Thanks for the repo!
Problem
I have been trying to display the accuracy of a Keras model which I run with hyperparameter tuning on the AI platform. The method outlined in the AI platform documentation does not work, whereas yours does, and I would like to know what this stems from (it might be a bug?).
Documentation
I have been following the following documentation pages:
1. Overview of hyperparameter tuning
2. Using hyperparameter tuning
According to [1]:
How AI Platform Training gets your metric
You may notice that there are no instructions in this documentation for passing your hyperparameter metric to the AI Platform Training training service. That's because the service monitors TensorFlow summary events generated by your training application and retrieves the metric."
And according to [2], one way of generating such a Tensorflow summary event is by creating a callback class as so:
class MyMetricCallback(tf.keras.callbacks.Callback):
def on_epoch_end(self, epoch, logs=None):
tf.summary.scalar('metric1', logs['RootMeanSquaredError'], epoch)
My code
So in my code I included:
# hptuning_config.yaml
trainingInput:
hyperparameters:
goal: MAXIMIZE
maxTrials: 4
maxParallelTrials: 2
hyperparameterMetricTag: val_accuracy
params:
- parameterName: learning_rate
type: DOUBLE
minValue: 0.001
maxValue: 0.01
scaleType: UNIT_LOG_SCALE
# model.py
class MetricCallback(tf.keras.callbacks.Callback):
def on_epoch_end(self, epoch, logs):
tf.summary.scalar('val_accuracy', logs['val_accuracy'], epoch)
I even tried
# model.py
class MetricCallback(tf.keras.callbacks.Callback):
def __init__(self, logdir):
self.writer = tf.summary.create_file_writer(logdir)
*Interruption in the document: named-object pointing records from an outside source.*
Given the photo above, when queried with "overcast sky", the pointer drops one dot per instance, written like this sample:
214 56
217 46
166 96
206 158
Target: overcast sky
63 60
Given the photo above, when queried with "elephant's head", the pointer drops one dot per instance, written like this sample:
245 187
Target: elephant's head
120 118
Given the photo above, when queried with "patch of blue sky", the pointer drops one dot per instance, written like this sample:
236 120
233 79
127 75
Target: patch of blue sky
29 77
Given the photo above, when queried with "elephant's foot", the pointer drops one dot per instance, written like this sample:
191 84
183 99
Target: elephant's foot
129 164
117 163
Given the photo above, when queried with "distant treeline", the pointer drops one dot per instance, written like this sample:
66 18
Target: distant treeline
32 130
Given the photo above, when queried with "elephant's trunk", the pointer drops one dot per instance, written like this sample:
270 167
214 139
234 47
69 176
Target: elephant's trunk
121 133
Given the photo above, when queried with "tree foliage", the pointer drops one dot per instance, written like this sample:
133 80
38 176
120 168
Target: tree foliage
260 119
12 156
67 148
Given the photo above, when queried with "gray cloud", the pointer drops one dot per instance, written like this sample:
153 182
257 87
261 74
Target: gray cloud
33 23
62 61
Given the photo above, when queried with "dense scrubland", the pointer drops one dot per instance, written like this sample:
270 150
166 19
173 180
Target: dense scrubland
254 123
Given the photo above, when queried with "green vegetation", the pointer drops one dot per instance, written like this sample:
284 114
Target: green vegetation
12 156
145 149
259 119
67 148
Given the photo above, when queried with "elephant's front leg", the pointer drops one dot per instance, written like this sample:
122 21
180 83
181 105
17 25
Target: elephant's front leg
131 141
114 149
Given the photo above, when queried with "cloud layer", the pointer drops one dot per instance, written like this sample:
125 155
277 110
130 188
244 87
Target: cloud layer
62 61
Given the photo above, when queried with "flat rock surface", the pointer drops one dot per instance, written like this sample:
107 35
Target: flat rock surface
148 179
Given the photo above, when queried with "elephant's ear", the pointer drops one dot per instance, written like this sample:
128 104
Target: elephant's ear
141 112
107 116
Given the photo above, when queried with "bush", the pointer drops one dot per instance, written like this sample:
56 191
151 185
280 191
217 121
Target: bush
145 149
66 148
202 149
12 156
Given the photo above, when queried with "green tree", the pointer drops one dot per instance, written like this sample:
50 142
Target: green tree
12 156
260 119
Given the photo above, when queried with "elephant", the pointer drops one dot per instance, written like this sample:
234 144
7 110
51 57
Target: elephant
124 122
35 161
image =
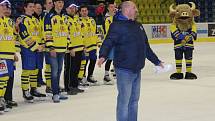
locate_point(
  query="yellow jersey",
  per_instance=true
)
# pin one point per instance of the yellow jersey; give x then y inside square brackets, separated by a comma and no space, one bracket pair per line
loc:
[7,38]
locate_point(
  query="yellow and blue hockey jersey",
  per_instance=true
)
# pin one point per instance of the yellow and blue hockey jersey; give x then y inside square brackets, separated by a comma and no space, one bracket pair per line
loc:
[88,28]
[77,43]
[7,38]
[183,39]
[56,32]
[30,32]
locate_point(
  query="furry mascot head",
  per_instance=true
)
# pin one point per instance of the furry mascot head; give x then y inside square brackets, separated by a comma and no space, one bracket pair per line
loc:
[183,32]
[183,15]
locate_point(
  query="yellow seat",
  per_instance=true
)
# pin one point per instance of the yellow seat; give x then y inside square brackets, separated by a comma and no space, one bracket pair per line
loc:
[157,19]
[151,19]
[162,19]
[145,20]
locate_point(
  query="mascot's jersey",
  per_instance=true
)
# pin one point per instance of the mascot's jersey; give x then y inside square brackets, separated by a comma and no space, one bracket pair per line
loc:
[56,32]
[7,38]
[77,43]
[88,28]
[30,32]
[108,21]
[183,39]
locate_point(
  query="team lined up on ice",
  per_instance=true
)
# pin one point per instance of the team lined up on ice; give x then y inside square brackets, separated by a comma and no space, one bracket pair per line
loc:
[56,36]
[65,37]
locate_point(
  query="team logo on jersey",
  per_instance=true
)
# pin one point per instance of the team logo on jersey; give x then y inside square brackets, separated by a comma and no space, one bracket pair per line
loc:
[62,28]
[54,21]
[109,21]
[10,22]
[6,31]
[82,25]
[141,27]
[93,22]
[77,29]
[88,24]
[61,22]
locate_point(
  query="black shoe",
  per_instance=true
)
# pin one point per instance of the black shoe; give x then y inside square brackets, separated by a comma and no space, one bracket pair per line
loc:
[27,96]
[12,103]
[79,90]
[72,92]
[190,75]
[91,79]
[48,90]
[34,92]
[177,76]
[7,108]
[39,84]
[62,89]
[2,105]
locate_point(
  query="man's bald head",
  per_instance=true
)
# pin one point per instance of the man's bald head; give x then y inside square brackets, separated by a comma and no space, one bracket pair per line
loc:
[129,9]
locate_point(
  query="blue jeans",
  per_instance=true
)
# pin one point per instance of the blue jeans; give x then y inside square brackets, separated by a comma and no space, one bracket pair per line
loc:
[56,68]
[128,85]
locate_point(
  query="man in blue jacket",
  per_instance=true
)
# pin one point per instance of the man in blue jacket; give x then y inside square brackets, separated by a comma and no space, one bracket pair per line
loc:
[131,45]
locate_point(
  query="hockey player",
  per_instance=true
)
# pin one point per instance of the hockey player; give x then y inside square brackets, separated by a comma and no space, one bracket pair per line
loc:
[73,62]
[184,32]
[29,38]
[7,53]
[91,41]
[108,20]
[48,5]
[9,91]
[40,55]
[56,39]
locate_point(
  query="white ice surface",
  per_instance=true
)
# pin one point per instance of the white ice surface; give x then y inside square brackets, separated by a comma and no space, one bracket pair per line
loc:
[161,99]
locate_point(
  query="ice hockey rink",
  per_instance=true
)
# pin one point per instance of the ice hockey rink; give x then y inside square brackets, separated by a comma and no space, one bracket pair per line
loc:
[161,98]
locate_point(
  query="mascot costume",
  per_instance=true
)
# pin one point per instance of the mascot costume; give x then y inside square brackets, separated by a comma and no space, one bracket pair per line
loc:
[184,32]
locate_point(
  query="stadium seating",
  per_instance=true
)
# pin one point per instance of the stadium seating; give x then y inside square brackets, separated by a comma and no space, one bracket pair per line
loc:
[156,11]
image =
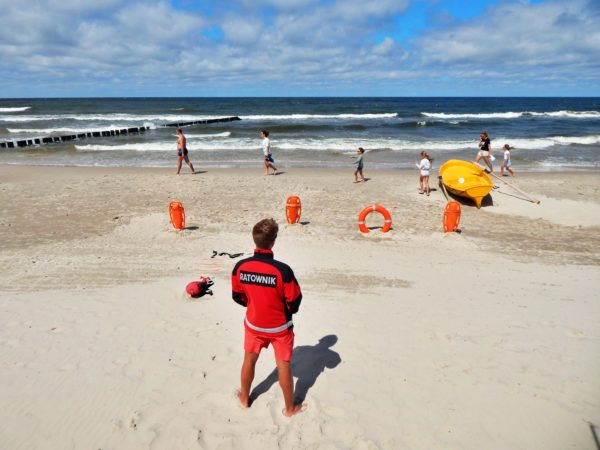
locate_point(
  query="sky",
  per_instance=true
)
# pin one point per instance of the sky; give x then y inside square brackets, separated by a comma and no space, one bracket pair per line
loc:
[108,48]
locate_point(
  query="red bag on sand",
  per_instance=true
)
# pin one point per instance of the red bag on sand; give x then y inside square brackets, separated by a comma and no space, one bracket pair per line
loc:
[197,289]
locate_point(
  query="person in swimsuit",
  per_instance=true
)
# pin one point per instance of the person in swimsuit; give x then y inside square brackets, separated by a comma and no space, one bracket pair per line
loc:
[359,165]
[485,150]
[182,152]
[424,166]
[266,144]
[506,162]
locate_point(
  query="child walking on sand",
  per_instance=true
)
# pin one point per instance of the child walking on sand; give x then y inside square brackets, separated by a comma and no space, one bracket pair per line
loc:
[271,294]
[424,166]
[182,152]
[359,165]
[485,150]
[506,162]
[266,144]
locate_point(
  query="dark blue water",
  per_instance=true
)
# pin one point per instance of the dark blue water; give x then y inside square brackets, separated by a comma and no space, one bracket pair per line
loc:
[546,133]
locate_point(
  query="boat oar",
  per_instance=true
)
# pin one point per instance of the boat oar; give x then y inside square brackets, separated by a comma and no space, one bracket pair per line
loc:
[529,197]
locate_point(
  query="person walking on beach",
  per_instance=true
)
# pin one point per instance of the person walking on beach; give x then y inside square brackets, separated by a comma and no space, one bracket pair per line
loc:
[506,162]
[182,152]
[266,143]
[359,165]
[268,289]
[424,166]
[485,150]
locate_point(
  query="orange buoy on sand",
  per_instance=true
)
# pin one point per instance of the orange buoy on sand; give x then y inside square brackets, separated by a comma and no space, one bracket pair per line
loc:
[368,210]
[177,214]
[451,217]
[293,209]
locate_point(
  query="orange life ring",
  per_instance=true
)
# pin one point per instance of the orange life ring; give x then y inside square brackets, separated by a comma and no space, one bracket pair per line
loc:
[368,210]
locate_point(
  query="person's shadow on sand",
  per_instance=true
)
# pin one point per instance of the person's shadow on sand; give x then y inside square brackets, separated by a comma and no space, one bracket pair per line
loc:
[308,362]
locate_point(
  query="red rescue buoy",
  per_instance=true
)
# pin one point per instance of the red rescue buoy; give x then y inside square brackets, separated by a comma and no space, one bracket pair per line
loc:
[387,225]
[451,217]
[293,209]
[177,214]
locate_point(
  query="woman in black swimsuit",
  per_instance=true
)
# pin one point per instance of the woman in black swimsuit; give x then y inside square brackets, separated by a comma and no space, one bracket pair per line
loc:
[182,152]
[485,150]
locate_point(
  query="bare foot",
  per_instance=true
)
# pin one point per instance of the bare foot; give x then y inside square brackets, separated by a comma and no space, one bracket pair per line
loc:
[244,400]
[296,409]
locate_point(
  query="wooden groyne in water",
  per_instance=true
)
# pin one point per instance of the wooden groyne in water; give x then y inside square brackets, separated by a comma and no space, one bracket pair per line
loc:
[18,143]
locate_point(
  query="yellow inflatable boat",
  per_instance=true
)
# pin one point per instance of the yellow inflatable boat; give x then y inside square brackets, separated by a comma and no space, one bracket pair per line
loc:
[466,179]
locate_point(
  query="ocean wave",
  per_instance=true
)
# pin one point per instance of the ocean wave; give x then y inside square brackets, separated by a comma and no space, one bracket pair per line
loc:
[570,114]
[204,136]
[47,131]
[320,116]
[209,143]
[515,115]
[15,109]
[506,115]
[116,117]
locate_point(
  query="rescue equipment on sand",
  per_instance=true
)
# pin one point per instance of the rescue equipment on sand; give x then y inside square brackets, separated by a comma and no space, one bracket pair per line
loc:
[466,179]
[368,210]
[451,217]
[199,288]
[177,214]
[293,209]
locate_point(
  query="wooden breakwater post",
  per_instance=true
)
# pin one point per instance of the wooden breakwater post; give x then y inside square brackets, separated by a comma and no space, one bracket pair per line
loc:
[19,143]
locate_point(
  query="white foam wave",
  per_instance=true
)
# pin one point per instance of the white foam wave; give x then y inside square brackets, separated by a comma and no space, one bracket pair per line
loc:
[506,115]
[515,115]
[571,114]
[15,109]
[116,117]
[206,143]
[46,131]
[204,136]
[320,116]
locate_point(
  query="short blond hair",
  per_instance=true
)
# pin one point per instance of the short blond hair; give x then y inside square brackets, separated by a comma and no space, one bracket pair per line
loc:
[264,233]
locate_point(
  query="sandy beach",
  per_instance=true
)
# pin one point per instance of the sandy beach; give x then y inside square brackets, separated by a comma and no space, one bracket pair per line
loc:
[414,339]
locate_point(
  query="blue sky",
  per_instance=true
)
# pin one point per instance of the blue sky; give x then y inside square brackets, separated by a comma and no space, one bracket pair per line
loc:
[65,48]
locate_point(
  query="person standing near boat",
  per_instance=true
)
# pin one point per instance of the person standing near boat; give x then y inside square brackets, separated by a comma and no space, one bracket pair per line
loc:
[359,165]
[266,144]
[182,152]
[485,150]
[424,166]
[506,162]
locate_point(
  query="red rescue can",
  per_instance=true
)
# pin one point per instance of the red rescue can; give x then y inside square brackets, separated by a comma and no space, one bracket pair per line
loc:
[177,214]
[293,209]
[451,217]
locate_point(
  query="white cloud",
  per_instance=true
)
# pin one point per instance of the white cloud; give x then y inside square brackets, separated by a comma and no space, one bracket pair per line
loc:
[519,36]
[306,43]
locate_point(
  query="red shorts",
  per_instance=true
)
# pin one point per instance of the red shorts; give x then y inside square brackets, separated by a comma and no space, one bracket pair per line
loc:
[282,345]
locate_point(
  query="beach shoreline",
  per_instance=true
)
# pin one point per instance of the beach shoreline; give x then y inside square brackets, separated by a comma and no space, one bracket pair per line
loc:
[435,340]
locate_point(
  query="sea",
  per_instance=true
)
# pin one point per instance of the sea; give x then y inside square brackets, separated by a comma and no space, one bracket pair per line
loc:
[547,134]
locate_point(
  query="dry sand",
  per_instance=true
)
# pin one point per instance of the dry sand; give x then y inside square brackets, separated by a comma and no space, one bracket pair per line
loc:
[413,339]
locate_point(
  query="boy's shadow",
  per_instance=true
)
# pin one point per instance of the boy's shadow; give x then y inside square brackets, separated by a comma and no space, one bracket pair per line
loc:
[308,362]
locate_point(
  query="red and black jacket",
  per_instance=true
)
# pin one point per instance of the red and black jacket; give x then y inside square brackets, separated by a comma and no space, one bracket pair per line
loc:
[269,290]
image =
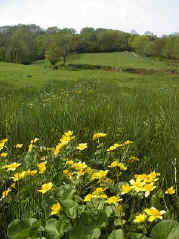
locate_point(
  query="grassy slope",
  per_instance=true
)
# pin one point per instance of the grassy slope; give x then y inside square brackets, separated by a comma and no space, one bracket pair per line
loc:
[124,59]
[125,106]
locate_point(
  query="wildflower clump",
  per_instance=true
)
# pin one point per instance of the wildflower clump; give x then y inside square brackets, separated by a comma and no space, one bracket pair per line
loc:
[69,188]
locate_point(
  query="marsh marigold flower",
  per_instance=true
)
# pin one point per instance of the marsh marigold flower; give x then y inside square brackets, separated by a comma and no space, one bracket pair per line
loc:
[147,188]
[122,167]
[113,147]
[98,135]
[33,141]
[69,162]
[88,197]
[128,142]
[114,164]
[3,155]
[154,214]
[11,167]
[18,146]
[82,147]
[134,158]
[125,188]
[42,167]
[170,191]
[5,193]
[55,209]
[113,200]
[140,218]
[45,187]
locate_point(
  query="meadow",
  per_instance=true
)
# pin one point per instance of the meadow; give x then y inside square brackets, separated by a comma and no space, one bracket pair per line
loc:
[38,102]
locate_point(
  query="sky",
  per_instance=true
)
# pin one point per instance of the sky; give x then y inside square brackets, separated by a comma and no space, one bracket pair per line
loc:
[158,16]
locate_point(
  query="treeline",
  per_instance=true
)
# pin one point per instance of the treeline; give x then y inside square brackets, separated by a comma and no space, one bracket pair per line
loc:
[27,43]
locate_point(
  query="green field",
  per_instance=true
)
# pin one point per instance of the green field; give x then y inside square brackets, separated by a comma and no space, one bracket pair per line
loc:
[124,60]
[36,101]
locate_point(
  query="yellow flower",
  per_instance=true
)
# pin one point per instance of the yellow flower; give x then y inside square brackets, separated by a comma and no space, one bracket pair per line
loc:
[128,142]
[88,197]
[122,167]
[42,167]
[147,188]
[18,146]
[68,133]
[58,148]
[113,147]
[137,185]
[125,188]
[98,135]
[114,164]
[33,141]
[102,196]
[88,170]
[134,158]
[30,148]
[11,167]
[55,209]
[113,200]
[154,214]
[79,166]
[67,137]
[152,177]
[13,185]
[82,147]
[170,191]
[45,187]
[69,162]
[5,193]
[17,177]
[3,155]
[3,141]
[99,175]
[66,171]
[98,191]
[140,218]
[33,172]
def on_epoch_end(self, epoch, logs):
with writer.as_default():
tf.summary.scalar('val_accuracy', logs['val_accuracy'], epoch)
Which successfully saved the 'val_accuracy' metric to Google storage, which I could also see with TensorBoard. But this was not picked up by AI platform jobs, despite the claim made in [1].
Using your package, I created the following class:
# model.py
class MetricCallback(tf.keras.callbacks.Callback):
def __init__(self):
self.hpt = hypertune.HyperTune()
def on_epoch_end(self, epoch, logs):
self.hpt.report_hyperparameter_tuning_metric(
hyperparameter_metric_tag='val_accuracy',
metric_value=logs['val_accuracy'],
global_step=epoch
)
which works! But I don't see how, since it all it seems to do is write to a file on the AI platform worker at /tmp/hypertune/*
. There is nothing in the documentation that explains how this is getting picked up by the AI platform...
Could you please explain why your HyperTune.report_hyperparameter_tuning_metric
works? Are the docs wrong or out of date?